Une conversion stratégique pour les promoteurs immobiliers
Traditionnellement dominé par les géants du numérique, le marché des data centers voit désormais arriver des acteurs immobiliers en quête de relais de croissance. « Des promoteurs d'actifs industriels ou logistiques arrivent massivement sur ce secteur », explique Séraphin Bravard, directeur Data Center chez CBRE. Cette migration s'explique par la crise du bureau, marquée par une vacance élevée et la hausse des taux d'intérêt depuis 2022.
Nicolas Boffi, directeur du salon international Mipim, confirme cet engouement : « Lors du Mipim 2025, les data centers étaient l'éléphant dans la pièce. Tout le monde voulait en apprendre plus ». Le tout premier sommet dédié aux centres de données, lancé à Cannes, a d'ailleurs fait salle comble, témoignant de l'intérêt grandissant des investisseurs.

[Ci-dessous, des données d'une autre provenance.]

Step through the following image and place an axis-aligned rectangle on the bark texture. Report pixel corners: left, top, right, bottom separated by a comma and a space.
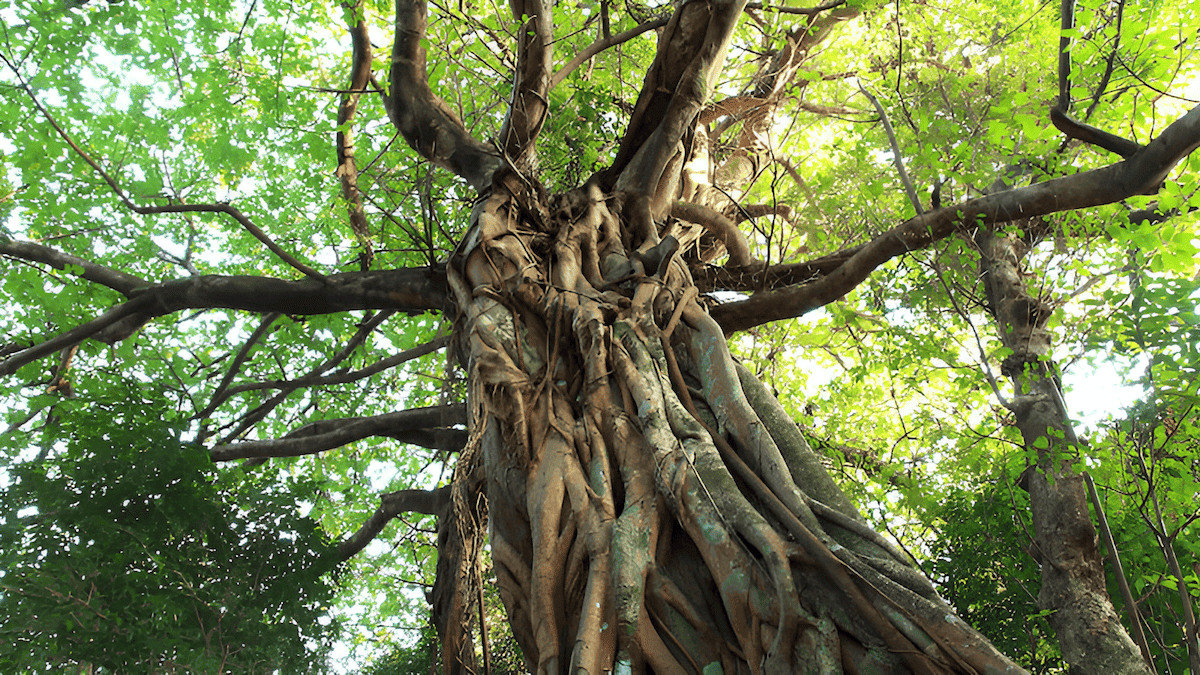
977, 231, 1153, 675
427, 167, 1030, 673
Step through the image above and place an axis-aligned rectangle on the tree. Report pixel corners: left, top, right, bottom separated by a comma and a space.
1, 0, 1198, 671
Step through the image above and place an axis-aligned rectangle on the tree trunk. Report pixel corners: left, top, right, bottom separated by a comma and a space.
426, 172, 1030, 674
977, 230, 1153, 675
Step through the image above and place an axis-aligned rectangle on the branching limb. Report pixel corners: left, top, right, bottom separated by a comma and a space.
337, 486, 451, 561
213, 335, 451, 401
550, 17, 668, 88
0, 59, 328, 283
603, 0, 751, 197
209, 404, 467, 461
196, 313, 282, 419
711, 102, 1200, 332
1050, 0, 1142, 157
0, 295, 155, 376
389, 0, 501, 191
210, 311, 397, 441
858, 81, 923, 215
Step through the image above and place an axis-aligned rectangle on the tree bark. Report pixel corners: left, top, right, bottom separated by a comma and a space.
977, 230, 1153, 675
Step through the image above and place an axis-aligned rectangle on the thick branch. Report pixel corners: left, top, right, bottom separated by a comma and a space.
602, 0, 750, 196
0, 237, 146, 295
0, 295, 155, 376
338, 486, 451, 561
389, 0, 501, 191
108, 267, 445, 341
497, 0, 552, 167
670, 201, 755, 265
209, 404, 467, 461
710, 103, 1200, 332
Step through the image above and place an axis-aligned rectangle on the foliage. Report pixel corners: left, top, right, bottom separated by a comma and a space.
0, 383, 339, 673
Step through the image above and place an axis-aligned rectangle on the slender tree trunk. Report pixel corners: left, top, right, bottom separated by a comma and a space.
977, 230, 1153, 675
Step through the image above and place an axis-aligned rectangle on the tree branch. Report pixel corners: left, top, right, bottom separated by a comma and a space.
1050, 0, 1142, 158
603, 0, 751, 198
336, 0, 376, 268
710, 102, 1200, 332
497, 0, 553, 168
744, 0, 846, 15
858, 81, 923, 215
209, 404, 467, 462
670, 201, 755, 265
338, 486, 451, 561
551, 17, 668, 88
214, 335, 451, 401
0, 237, 146, 295
0, 295, 156, 376
389, 0, 501, 191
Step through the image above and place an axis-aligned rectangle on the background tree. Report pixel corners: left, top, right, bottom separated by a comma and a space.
1, 0, 1198, 672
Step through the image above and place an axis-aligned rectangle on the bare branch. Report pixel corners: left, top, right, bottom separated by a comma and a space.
711, 103, 1200, 332
338, 486, 451, 561
551, 17, 668, 89
209, 404, 467, 462
389, 0, 501, 191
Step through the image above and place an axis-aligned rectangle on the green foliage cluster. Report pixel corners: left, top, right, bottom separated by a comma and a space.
0, 382, 339, 673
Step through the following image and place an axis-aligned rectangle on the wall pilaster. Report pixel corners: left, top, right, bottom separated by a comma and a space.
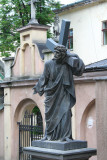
96, 80, 107, 160
4, 88, 11, 160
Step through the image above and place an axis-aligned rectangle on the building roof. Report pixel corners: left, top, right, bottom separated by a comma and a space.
54, 0, 100, 13
35, 43, 48, 60
85, 59, 107, 72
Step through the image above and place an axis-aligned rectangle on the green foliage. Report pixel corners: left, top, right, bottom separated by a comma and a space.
0, 0, 60, 57
32, 106, 43, 135
32, 106, 40, 115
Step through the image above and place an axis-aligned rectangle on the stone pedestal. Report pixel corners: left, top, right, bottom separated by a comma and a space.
23, 140, 97, 160
32, 140, 87, 151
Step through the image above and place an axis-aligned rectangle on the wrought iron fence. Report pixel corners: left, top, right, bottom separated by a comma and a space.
17, 110, 43, 160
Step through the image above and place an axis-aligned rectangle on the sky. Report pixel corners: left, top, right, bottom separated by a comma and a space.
59, 0, 77, 5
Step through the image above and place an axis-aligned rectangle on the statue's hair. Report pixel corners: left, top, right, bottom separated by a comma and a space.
54, 45, 67, 53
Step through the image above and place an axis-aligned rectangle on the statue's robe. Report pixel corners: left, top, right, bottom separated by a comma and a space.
33, 53, 85, 141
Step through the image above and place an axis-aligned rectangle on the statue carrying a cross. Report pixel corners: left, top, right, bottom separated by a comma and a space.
33, 20, 85, 141
28, 0, 39, 24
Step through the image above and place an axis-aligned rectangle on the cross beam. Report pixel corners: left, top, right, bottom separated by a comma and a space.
46, 19, 70, 52
28, 0, 39, 24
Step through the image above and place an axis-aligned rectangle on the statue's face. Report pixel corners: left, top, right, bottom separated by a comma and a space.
54, 47, 66, 60
54, 49, 62, 59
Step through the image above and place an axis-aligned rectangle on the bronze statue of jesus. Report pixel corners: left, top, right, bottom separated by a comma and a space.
33, 45, 85, 142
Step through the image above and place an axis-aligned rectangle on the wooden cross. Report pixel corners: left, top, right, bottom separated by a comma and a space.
28, 0, 39, 24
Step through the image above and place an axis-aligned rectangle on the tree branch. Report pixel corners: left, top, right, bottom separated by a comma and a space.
18, 1, 25, 26
20, 0, 29, 23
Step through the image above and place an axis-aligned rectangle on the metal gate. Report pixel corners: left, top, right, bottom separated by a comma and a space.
17, 110, 43, 160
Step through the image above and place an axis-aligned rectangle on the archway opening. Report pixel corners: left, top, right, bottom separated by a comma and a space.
14, 98, 44, 160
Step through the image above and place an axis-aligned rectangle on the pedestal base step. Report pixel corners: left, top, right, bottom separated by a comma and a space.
32, 140, 87, 151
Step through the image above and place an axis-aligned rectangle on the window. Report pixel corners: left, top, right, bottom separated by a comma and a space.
102, 21, 107, 45
67, 29, 73, 50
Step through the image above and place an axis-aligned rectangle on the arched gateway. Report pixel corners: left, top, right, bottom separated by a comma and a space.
14, 98, 43, 160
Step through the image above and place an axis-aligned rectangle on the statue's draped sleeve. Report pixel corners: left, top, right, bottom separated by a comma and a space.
33, 62, 50, 96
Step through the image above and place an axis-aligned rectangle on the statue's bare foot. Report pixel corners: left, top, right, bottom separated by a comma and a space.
65, 137, 73, 142
60, 138, 66, 142
41, 136, 47, 141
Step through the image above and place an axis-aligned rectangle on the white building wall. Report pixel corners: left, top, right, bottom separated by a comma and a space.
58, 1, 107, 65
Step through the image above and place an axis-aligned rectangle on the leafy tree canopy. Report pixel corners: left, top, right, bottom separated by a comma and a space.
0, 0, 60, 57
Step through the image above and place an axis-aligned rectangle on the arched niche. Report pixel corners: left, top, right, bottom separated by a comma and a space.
80, 99, 97, 150
22, 43, 31, 51
22, 43, 32, 76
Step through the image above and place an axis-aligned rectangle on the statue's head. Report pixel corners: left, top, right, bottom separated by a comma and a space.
54, 45, 67, 60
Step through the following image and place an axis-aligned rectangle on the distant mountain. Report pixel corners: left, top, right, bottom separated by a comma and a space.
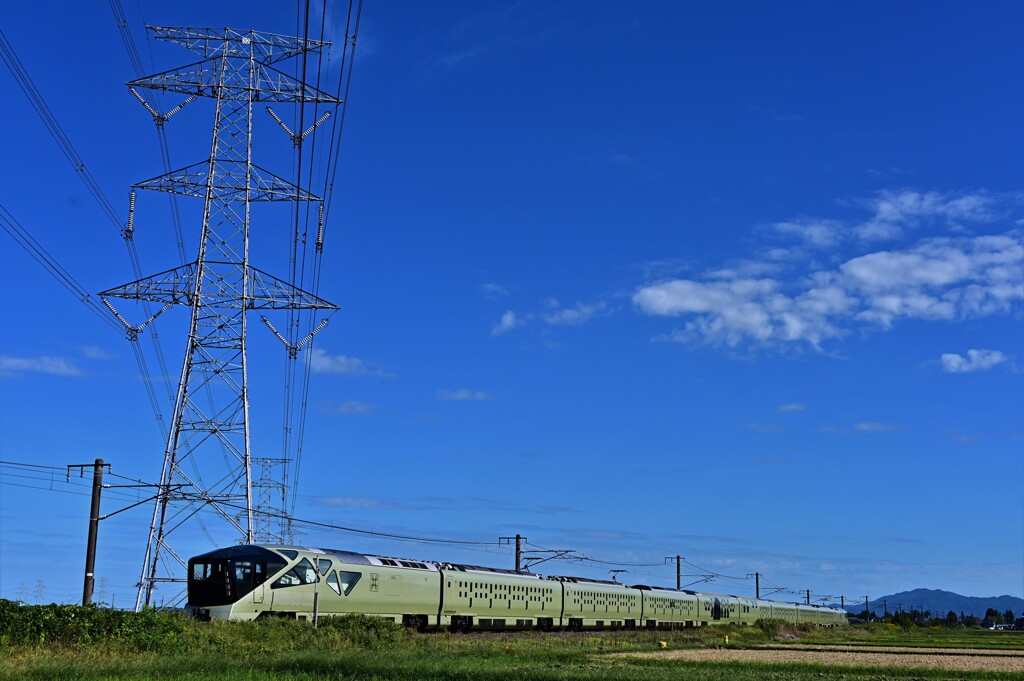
841, 589, 1024, 619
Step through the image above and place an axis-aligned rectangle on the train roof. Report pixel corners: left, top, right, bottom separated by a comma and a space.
243, 545, 439, 571
437, 562, 544, 578
546, 575, 631, 587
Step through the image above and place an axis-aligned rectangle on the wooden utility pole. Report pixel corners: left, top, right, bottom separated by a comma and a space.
805, 589, 811, 605
69, 459, 109, 606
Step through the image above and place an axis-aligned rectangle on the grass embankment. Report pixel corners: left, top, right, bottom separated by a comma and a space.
1, 600, 1021, 680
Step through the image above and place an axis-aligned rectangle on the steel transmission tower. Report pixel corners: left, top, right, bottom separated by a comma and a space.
100, 26, 341, 610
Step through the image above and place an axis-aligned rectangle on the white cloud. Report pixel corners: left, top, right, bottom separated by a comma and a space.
940, 349, 1008, 373
777, 403, 806, 413
481, 282, 509, 301
81, 345, 113, 360
491, 310, 523, 336
634, 230, 1024, 350
853, 422, 898, 432
437, 388, 491, 401
0, 355, 83, 377
543, 301, 607, 326
316, 496, 403, 509
308, 349, 390, 377
634, 277, 845, 349
855, 190, 997, 241
773, 219, 844, 249
336, 400, 376, 416
841, 235, 1023, 327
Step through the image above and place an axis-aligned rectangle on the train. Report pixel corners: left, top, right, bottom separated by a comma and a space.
185, 544, 848, 629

Des similitudes techniques avec l'immobilier industriel
La transition vers les data centers présente des points communs avec les projets industriels classiques. Alain Taravella, président du promoteur français Altarea, détaille : « Il faut acheter un terrain bien connecté, négocier les permis de construire et surtout sécuriser l'approvisionnement électrique. C'est un montage complexe qu'on maîtrise ». Altarea a d'ailleurs signé un partenariat avec l'américain Vantage pour développer un campus près de Bordeaux, avec un contrat de raccordement de 400 mégawatts.
Mais cette conversion n'est pas sans défis. Nicolas Boffi soulève plusieurs questions cruciales : « Les data centers posent des problèmes techniques complexes liés à l'obsolescence, l'intégration urbaine, l'utilisation du foncier et les impacts environnementaux ».
Risques d'obsolescence et incertitudes financières
L'évolution rapide des technologies d'IA représente un risque majeur pour les investisseurs. Christian Goldsmith, spécialiste chez Arcadis, met en garde : « Les data centers peuvent devenir obsolètes bien plus vite que d'autres actifs immobiliers ». Séraphin Bravard précise que les centres actuellement livrés ont été conçus pour le cloud, pas pour l'IA, et qu'il faudra attendre 2028 pour voir les premiers projets véritablement adaptés.
La course effrénée entre les géants du numérique ajoute une couche d'incertitude. Chez Icade, filiale de la Caisse des dépôts, on préfère se concentrer sur le cloud plutôt que sur l'IA : « On ne sait pas quelles sociétés vont perdurer. Nous voulons des actifs résilients ». Cette prudence reflète les craintes des investisseurs face à un marché en pleine mutation.
L'impact environnemental, un défi croissant
L'expansion des data centers soulève d'importantes préoccupations écologiques. L'Ademe estime que leur consommation électrique en France pourrait être multipliée par 3,7 entre 2024 et 2035 avec le développement de l'IA. S'ajoutent à cela des besoins croissants en eau pour le refroidissement des serveurs.
Certaines régions prennent déjà des mesures restrictives. En Irlande, où les data centers consomment déjà 20% de l'électricité nationale, Dublin a durci les conditions d'implantation. En France, la métropole d'Aix-Marseille s'est dotée d'un document stratégique pour encadrer l'accueil de nouveaux centres, cherchant un équilibre entre développement économique et préservation environnementale.
Cette tension entre opportunités économiques et contraintes écologiques définira probablement l'avenir du marché des data centers en Europe, obligeant promoteurs et autorités à trouver des solutions innovantes pour concilier croissance technologique et responsabilité environnementale.